The Other White Meat logo

In what is becoming an embarassment for the Humane Society of the United States (HSUS), a federal judge has dismissed another frivolous lawsuit that the animal activist group filed targeting the U.S. pork industry.

After spending significant amounts of donor dollars, the HSUS was dealt a significant loss in U.S. District Court on Wednesday. In what was considered to be a futile legal challenge and a very personal attack on U.S. pork producers, the federal judge dismissed a lawsuit filed by HSUS over the National Pork Board’s purchase of the “Pork, The Other White Meat” trademark from the National Pork Producers Council (NPPC) in 2006. The HSUS lawsuit was filed last year.

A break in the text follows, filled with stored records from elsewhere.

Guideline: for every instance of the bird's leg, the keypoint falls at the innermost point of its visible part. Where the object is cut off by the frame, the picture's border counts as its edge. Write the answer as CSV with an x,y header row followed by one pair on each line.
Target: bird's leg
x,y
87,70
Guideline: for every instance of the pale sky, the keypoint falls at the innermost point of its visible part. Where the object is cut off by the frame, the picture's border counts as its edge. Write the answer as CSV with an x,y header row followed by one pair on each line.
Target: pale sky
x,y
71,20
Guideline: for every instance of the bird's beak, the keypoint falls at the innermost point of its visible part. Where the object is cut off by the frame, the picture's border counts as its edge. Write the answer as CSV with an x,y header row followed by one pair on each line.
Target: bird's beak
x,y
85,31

HSUS, which was joined in the suit by a lone Iowa pork producer (Harvey Dillenburg of Creston, IA) and the Iowa Citizens for Community Improvement, sued the U.S. Department of Agriculture (USDA) and Agriculture Secretary Tom Vilsack over approval of the trademark purchase and the Pork Board’s annual payments to NPPC.

HSUS argued that the sale and payments were unlawful since the Pork Board is prohibited from using checkoff dollars to influence legislation. The court dismissed the HSUS case, ruling that the plaintiffs lacked standing and that no one had suffered any injury from the agriculture secretary’s actions.

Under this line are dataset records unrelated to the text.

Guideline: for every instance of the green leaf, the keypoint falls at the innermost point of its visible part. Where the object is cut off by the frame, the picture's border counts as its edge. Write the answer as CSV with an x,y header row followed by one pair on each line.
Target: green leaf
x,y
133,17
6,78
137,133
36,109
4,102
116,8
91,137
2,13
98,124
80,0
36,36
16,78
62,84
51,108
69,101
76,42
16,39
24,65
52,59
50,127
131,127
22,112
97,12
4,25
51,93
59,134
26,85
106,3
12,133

NPPC applauded the secretary of agriculture’s willingness to defend the case and pork producers across the country. The secretary’s actions should send a strong signal to HSUS supporters that frivolous lawsuits will not be tolerated and should not be pursued.

“If I were a donor to HSUS, I would be very disturbed that my money was wasted on yet another expensive lawsuit that had nothing to do with improving the welfare of farm animals,” says NPPC President Randy Spronk, a pork producer from Edgerton, MN. “This is clearly a vendetta against the U.S. pork industry by the leadership of HSUS, which has made their mission to permanently end animal agriculture very clear. It was frivolous and a waste of the taxpayers’ money and the court’s time. HSUS donors deserve better than that.”